UVic made its decision to close Centre 6 — the building the ASC program operates out of — in June 2016, after two months of discussions within UVic Child Care Services and with the UVic Child Care Parent Advisory Board. The ASC program’s 48 part-time spaces for children aged six to 12 were to be replaced with 40 full-time spaces for Centre 5, a full-day child-care program for children aged three to five.

Although the university was originally firm in its decision to close the program, it suspended the closure date after a flurry of concerns from parents like Golinsky, who is a member of the UVic Child Care Alliance (UCCA), a group of parents committed to seeing Centre 6 stay open.

In a letter to the Ring, UVic’s news service, published in July 2016, the UCCA condemned what they considered “a lack of consultation and transparency” in the university’s decision to close the centre without asking parents for their input.
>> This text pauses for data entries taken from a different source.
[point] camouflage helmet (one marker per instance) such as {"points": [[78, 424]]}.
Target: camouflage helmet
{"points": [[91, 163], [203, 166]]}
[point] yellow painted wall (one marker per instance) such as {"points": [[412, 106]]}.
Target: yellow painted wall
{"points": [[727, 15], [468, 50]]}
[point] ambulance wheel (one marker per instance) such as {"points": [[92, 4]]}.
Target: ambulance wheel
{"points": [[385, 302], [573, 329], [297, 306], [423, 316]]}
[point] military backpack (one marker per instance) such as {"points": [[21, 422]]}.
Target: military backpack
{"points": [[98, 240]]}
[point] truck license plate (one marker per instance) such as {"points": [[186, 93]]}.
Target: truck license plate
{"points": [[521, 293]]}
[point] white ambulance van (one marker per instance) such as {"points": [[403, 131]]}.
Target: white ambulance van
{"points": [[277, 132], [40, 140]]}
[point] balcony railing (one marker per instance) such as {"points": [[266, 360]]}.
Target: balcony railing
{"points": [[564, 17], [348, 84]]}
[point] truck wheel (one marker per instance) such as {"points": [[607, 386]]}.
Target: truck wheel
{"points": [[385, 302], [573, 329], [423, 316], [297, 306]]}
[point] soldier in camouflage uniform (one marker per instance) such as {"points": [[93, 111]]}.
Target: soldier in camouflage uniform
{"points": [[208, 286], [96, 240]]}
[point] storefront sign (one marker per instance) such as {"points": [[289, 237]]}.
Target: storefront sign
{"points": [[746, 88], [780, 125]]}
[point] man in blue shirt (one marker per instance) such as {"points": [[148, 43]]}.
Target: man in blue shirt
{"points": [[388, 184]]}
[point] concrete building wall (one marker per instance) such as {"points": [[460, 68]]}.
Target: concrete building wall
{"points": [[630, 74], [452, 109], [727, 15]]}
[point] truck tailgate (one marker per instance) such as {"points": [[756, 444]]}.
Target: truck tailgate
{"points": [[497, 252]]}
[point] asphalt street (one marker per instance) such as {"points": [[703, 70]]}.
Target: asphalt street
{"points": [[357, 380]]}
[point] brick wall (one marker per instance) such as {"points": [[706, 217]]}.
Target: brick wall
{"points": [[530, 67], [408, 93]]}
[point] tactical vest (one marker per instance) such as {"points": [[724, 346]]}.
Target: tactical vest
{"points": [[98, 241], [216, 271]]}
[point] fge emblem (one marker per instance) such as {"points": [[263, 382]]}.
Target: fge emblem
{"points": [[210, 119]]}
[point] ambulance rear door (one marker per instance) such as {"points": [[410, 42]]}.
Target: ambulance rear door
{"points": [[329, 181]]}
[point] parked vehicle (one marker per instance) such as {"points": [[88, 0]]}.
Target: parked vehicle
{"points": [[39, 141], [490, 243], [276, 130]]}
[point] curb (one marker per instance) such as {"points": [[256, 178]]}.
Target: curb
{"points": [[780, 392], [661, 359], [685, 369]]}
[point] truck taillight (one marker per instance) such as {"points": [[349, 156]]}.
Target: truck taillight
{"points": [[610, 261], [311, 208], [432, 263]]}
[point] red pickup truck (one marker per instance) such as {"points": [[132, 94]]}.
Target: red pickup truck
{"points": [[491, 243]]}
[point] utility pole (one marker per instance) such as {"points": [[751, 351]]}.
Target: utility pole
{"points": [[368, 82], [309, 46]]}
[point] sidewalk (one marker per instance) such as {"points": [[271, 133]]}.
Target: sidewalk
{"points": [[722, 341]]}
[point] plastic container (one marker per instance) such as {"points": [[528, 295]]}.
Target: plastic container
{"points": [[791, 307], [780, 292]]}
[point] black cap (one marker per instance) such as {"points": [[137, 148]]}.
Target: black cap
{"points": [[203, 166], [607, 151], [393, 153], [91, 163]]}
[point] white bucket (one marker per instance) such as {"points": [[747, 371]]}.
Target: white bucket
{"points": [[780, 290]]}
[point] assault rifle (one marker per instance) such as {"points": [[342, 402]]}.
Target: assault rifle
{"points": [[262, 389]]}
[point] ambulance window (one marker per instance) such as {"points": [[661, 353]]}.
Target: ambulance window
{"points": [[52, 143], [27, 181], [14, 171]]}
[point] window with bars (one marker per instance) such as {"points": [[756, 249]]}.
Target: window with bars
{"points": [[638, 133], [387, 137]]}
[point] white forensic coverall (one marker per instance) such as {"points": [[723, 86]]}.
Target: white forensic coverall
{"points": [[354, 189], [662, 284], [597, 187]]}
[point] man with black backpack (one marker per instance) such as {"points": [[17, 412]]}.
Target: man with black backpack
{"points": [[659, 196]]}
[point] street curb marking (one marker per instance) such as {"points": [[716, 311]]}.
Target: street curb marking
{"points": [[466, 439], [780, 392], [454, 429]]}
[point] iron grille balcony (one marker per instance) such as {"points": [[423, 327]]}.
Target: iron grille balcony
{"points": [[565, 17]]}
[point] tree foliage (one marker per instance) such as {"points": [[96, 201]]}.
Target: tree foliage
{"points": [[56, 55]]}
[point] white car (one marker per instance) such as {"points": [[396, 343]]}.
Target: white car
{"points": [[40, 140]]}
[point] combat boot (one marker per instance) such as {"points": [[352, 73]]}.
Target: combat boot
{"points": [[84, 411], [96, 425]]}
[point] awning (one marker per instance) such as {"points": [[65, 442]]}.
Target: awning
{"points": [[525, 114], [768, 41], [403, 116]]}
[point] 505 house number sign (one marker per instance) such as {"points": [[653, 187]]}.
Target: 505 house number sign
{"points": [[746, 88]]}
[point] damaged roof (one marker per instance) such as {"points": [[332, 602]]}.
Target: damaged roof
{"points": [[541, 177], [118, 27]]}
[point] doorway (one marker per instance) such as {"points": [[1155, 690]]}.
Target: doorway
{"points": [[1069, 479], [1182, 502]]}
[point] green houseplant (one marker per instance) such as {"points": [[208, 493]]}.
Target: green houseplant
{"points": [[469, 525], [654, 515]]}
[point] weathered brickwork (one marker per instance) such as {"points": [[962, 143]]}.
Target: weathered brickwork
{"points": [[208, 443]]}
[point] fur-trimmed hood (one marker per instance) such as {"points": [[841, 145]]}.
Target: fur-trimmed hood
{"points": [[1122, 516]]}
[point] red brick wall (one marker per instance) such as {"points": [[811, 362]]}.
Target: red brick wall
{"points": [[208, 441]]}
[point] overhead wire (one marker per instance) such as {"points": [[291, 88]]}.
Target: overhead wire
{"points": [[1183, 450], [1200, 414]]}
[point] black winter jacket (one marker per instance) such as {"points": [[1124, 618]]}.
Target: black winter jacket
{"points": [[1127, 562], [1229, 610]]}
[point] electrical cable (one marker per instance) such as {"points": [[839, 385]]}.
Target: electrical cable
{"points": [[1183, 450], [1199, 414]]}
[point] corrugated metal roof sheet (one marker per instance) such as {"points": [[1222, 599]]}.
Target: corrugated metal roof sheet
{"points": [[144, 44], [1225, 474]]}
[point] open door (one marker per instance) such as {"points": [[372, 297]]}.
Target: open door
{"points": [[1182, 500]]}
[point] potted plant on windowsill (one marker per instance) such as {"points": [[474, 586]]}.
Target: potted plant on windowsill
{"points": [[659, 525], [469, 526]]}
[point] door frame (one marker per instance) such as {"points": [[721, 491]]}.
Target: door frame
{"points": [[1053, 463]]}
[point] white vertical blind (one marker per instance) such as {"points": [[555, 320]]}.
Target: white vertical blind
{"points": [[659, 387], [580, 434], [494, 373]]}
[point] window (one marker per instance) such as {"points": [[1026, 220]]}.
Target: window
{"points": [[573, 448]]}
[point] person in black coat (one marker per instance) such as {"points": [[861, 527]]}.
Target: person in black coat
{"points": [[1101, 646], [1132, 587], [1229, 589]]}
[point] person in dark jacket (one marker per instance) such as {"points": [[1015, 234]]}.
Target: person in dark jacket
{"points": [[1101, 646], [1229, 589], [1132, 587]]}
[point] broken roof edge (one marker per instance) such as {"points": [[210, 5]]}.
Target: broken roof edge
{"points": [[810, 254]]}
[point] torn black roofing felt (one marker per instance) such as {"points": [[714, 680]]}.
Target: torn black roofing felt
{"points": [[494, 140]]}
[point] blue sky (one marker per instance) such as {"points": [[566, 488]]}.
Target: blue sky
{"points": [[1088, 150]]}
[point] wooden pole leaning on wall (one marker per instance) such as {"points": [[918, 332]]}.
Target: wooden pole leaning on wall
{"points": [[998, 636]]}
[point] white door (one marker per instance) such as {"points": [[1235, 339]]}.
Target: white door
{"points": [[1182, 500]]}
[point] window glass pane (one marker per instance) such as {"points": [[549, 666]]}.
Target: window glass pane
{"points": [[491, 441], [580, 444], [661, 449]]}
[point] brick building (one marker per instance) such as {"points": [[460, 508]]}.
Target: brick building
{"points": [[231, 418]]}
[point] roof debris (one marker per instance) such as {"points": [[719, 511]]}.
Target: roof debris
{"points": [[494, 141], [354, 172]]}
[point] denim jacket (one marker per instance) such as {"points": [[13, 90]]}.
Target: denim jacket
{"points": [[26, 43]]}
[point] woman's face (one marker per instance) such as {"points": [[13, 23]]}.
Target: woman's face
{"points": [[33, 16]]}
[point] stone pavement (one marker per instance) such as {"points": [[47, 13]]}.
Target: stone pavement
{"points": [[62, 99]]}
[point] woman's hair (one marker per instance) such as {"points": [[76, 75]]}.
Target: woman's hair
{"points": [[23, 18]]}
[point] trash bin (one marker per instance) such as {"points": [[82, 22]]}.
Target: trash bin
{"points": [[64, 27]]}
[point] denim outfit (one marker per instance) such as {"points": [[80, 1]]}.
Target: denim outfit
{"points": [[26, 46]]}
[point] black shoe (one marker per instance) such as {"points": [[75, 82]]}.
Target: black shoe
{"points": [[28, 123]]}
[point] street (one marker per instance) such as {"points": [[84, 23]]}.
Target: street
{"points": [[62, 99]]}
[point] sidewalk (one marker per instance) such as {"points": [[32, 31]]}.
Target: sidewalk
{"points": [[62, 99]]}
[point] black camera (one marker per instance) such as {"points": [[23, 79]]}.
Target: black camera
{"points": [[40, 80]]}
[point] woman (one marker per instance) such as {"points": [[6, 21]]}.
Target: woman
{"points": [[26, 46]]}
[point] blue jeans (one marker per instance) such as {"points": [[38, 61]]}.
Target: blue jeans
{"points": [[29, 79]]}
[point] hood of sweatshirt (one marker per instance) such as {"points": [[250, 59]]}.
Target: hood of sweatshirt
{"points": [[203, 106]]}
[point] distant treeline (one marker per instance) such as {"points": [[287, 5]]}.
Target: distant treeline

Following the backlash, the university agreed to consult with the Faculty Association (FA) to discuss potential solutions. However, that first meeting didn’t take place until Jan. 9, 2017, seven months after UVic’s original announcement.

The meetings include a representative from the UCCA, two from the FA, and three from UVic administration and Faculty.

Both UVic and the FA said that it’s too early in the consultations for any developments worth reporting, but Golinsky says all parties are committed to resolving the issue as soon as possible.

“People are very motivated to get something decided before the end of February,” says Golinsky, “because I think the university certainly recognizes and we [the Child Care Alliance] have pushed out enough information to say . . . that time is of the essence.”

In an email statement, Jim Forbes, director of Campus Services, said UVic appreciates the patience of those involved.

“UVic is dedicated to providing high-quality care to children enrolled in Child Care Services,” the statement reads. “The university is hopeful that consultations with the Faculty Association will help achieve our goal of having a solution in place as soon as possible.”

UVic cited longer wait list times for three- to five-year-old full-time care as reason enough for transforming its child care services, but critics of the decision claim UVic did not appropriately consult with parents nor fully explore all child-care options before deciding to close the ASC program.

Forbes said last July that while the “difficult decision” would disrupt some families, it would provide an “important lifeline” for others.

No matter the reason, Golinsky says that with a decision looming on the horizon, the threat of a closure has already affected those in Centre 6.

“You’ve got union employees who are going to be losing their jobs . . . You’ve got casual employees that have not even been officially given notice that the centre’s going to close. You’ve got parents that don’t know what is that they’re going to do. You’ve got grad students that can’t make plans. It’s really an upheaval,” she says.

The next meeting takes place tomorrow. After that, all involved will have five months to make a decision before the program’s scheduled closure this June.

Correction: A previous version of this article said LeAnne Golinsky was a founding member of the UVic Child Care Alliance. She is in fact just a member, not a founder. We regret the error. 

We also qualified a statement from Jim Forbes as being made last July.